Spanish Rule, Sugar and Slaves
palenques, world sugar prices, French masters, independent farmers, slave revolts
The sugar industry received a major boost when a slave rebellion broke out in the French colony of Saint-Domingue (now Haiti) in 1791. The slaves massacred many of their French masters and drove the remaining French planters from the colony. Prior to the revolt, Saint-Domingue had a booming coffee and sugar industry that depended on African slaves. After 1791 Haiti’s sugar production never matched its former output, and Cuba emerged as the world’s major sugar producer.
Enterprising Cuban landowners bought new land, built additional sugar refineries, and imported unprecedented numbers of African slaves. Between 1780 and 1788, more than 18,000 slaves were brought to Cuba. That number increased to over 125,000 between 1789 and 1810. Between 1811 and 1820, the decade of the greatest African slave trade, over 161,000 human beings were carried against their wills from Africa to Cuba. For the next 40 years, over 200,000 new slaves labored on plantations. Creole plantation owners flourished, slave traders bought land and built plantations with the profits they made from selling slaves, and Spanish moneylenders filled their pockets with the interest from loan payments for land purchases. Cuba’s economy became a monoculture, an economy based on one product. The economy boomed in years when world sugar prices were good and went bust when prices were down.
Sugar production rested on slave labor, and the life of a slave in Cuba was often harsh. Most Cuban slaves were males who worked long, hard hours clearing land and cutting cane on the sugar plantations. Once a slave began work in a sugar field, his or her future life expectancy shrank to eight years. Plantation owners tended to work slaves hard until they died and then replaced them with new slaves. The sugar harvest required backbreaking work. From November to May, slaves worked shifts of 16 to 19 hours daily. During the slow months from June through October, owners could not work their slaves more than 9 hours a day by law. Women could be field slaves, and when they were, they worked the same hours and at the same jobs as men.
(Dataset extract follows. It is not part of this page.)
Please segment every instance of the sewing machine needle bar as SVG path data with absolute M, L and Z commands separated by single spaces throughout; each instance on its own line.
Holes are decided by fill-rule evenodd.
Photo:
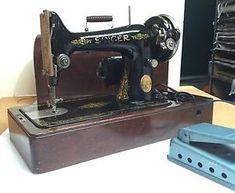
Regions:
M 54 67 L 51 53 L 51 31 L 50 31 L 50 12 L 45 10 L 40 15 L 41 23 L 41 49 L 43 60 L 43 73 L 54 76 Z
Generally slaves were well fed. They lived in shelters that were usually kept neat by older women, who also looked after the children. Sundays and holidays were reserved for planting gardens for the slaves’ subsistence, and the Africans could hold their own religious ceremonies during this time. Santeria, a mixture of beliefs from Catholicism and the African Lucumi religion emerged. By the end of the 19th century blacks and whites alike practiced this religion.
Treatment of slaves varied according to the whims of masters, even though laws offered theoretical protection. Overseers carried whips, which they used to move people along or to punish them. Not all slaves accepted their conditions. Some runaway slaves made it into interior mountains, where they lived in organized communities called palenques (runaway communities) that the police and the Spanish army tried to destroy.
Just as sugar drove the economy and the importation of slaves, it also shaped the makeup of the Cuban population, changing the proportion of whites to blacks and mulattoes, and of free people to slaves. Liberal policies allowed slaves to obtain their freedom. These policies distinguished Cuba from many other nations with slavery; they also meant that Cuba’s population contained a significant number of free people of color. According to the official census of 1774, the Cuban population was 56.4 percent white, 19.9 percent free blacks or mulattoes, and 23.7 percent black slaves. This sizeable population of free blacks worked as artisans, independent farmers, stevedores, small entrepreneurs, and professionals. At first the Spanish believed that free blacks made positive contributions to colonial society, but they soon became concerned that black intellectuals would support emancipation and slave revolts.